Marine Reptiles & Birds

  • Produce isosmotic or slightly hyperosmotic urine.

  • Use salt glands for excess salt excretion (active transport of NaCl).

Marine Mammals

  • Produce hyperosmotic urine.

  • Obtain water primarily from food sources without salt glands.

Osmoconformers: Elasmobranchs (Sharks & Rays)

  • Problem: Urea can denature proteins.

  • Solution: Urea balances water influx, TMAO counters negative effects.

  • Excess salts removed via rectal salt glands.

Water Balance on Land

  • Behavior: First line of defense.

  • Humidic Animals: Restricted to humid environments.

  • Xeric Animals: Capable of living in dry areas.

Water Loss on Land

  • Caused by: Evaporation, urine, feces, secretions.

Water Gain on Land

  • Caused by: Drinking, consuming food, specialized surfaces, metabolic processes.

Evaporative Water Loss

  • Cutaneous Water Loss: Through skin; permeability differs among species.

  • Respiratory Water Loss: Minimized by internal structures (e.g., elaborate nasal passages).

Excretory Water Loss

  • Problem: Water is essential for excreting many ions.

  • Solutions:

  1. Concentrate urine (most efficient in mammals).

  2. Reduce nitrogenous waste in urine:

    • Ammonia (fish) - highly toxic.

    • Urea (amphibians & mammals) - medium toxicity.

    • Uric Acid (reptiles & birds) - low toxicity, insoluble.

Physiological Regulation for Amphibians

  • Tied to water throughout their life cycle:

  • Hyperosmotic when in water, combat water gain by diluting urine and active salt transport.

  • Away from water, use a bladder for water retention.

Adaptations for Hot/Dry Habitats

  • Behavioral adaptations (e.g., exploiting rain storms).

  • Rapid development in temporary pools, waxy skin reduces water loss.

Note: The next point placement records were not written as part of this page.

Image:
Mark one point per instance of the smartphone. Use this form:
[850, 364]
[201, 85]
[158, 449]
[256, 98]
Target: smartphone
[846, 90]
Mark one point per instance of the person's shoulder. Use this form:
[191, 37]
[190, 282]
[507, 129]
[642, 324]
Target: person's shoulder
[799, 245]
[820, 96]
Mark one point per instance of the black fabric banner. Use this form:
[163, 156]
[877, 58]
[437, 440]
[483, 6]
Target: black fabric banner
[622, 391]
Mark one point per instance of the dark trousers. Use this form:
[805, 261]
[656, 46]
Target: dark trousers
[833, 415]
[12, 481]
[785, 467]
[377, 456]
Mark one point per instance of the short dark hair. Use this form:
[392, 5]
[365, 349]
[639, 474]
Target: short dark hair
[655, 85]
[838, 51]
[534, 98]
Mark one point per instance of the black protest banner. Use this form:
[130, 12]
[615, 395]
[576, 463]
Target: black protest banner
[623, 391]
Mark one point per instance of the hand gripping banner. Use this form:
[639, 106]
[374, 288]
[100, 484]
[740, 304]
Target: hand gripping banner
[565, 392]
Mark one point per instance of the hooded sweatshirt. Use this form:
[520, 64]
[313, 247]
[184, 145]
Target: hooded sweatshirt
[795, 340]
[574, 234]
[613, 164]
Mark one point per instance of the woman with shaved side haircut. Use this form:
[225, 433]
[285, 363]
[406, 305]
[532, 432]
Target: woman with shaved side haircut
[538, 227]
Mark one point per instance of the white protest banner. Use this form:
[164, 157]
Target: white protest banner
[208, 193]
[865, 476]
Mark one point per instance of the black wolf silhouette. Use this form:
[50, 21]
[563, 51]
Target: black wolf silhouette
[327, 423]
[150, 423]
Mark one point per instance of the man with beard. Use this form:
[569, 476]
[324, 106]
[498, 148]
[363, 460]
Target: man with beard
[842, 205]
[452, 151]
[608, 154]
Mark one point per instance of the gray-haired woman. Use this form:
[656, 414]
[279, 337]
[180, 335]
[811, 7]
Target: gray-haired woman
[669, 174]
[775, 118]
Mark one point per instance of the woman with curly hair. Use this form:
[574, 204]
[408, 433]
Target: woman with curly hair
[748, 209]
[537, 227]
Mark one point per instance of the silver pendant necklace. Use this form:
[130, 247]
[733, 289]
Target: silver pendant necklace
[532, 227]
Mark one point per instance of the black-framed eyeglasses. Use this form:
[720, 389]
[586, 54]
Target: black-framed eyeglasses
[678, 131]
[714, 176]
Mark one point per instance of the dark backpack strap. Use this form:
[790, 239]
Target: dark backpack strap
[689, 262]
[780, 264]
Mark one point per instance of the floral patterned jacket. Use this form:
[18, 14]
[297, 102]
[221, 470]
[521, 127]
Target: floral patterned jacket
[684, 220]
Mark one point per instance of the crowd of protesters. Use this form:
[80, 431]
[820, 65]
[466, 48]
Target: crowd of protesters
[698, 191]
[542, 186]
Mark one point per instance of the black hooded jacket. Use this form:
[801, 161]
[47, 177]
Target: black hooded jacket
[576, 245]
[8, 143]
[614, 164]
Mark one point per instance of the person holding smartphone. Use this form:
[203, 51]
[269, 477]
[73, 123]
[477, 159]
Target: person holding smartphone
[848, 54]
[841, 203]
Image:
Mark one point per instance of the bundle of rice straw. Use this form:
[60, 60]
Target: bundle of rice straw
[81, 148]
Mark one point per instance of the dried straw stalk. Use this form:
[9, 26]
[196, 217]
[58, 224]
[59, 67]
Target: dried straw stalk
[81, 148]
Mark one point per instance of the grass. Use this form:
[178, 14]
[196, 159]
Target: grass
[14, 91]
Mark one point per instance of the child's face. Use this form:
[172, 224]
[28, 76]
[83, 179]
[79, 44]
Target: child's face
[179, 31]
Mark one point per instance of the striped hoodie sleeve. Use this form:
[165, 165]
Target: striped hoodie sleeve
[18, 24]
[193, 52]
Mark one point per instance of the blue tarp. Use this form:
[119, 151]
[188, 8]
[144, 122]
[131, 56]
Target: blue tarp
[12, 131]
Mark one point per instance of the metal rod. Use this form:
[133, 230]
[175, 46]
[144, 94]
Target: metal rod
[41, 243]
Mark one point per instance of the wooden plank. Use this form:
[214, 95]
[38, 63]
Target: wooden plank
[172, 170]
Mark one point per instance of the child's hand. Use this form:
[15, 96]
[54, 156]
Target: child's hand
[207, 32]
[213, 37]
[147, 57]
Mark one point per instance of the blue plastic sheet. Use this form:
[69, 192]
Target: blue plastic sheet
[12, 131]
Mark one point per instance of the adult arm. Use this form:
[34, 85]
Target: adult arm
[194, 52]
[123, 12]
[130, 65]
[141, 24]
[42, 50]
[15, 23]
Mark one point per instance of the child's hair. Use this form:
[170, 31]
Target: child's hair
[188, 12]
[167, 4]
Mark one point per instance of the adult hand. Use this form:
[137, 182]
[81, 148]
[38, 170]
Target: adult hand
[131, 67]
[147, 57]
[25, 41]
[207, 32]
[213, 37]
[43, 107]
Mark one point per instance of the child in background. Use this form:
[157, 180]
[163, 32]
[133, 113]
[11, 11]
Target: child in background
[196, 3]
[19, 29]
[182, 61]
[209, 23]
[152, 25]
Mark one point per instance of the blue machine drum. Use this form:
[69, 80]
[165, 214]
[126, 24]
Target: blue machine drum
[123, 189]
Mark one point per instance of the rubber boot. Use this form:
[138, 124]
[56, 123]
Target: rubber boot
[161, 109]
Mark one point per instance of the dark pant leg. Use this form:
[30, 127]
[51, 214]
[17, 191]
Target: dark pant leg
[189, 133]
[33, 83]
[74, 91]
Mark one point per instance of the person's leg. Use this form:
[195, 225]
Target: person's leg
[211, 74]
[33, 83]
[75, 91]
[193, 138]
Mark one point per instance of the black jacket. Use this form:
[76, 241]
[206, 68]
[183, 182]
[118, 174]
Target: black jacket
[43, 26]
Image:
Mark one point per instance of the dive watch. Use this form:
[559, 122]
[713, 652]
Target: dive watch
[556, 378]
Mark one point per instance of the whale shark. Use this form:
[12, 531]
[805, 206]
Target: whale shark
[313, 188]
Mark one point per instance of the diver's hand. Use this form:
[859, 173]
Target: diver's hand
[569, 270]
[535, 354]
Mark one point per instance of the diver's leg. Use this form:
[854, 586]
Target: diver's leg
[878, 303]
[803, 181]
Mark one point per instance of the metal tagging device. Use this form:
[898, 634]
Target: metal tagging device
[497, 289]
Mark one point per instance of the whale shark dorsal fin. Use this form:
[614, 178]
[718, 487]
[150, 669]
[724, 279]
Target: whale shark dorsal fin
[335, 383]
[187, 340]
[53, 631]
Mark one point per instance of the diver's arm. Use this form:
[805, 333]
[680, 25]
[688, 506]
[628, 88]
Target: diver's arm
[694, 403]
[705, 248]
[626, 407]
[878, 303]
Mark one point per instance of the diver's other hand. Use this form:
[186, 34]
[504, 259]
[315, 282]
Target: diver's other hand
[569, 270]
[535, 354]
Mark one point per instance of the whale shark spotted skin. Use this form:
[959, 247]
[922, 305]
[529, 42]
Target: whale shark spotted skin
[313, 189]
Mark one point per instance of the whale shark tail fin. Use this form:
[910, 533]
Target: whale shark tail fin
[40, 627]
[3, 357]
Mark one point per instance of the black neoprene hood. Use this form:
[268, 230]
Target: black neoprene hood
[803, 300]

Water Management in Reptiles

  • Manage intake through food, drinking, and metabolic water production.

  • Avoid desiccation via behavior (e.g., uric acid production).

Water Management in Birds

  • Increased mobility solves many water management issues.

  • Produce uric acid waste, higher tolerance to water loss.

Water Management in Mammals

  • Utilize various strategies:

  • Concentrated urine production.

  • Oily skin, high-water food consumption.

  • Specialized respiratory structures, fur, and metabolic water production.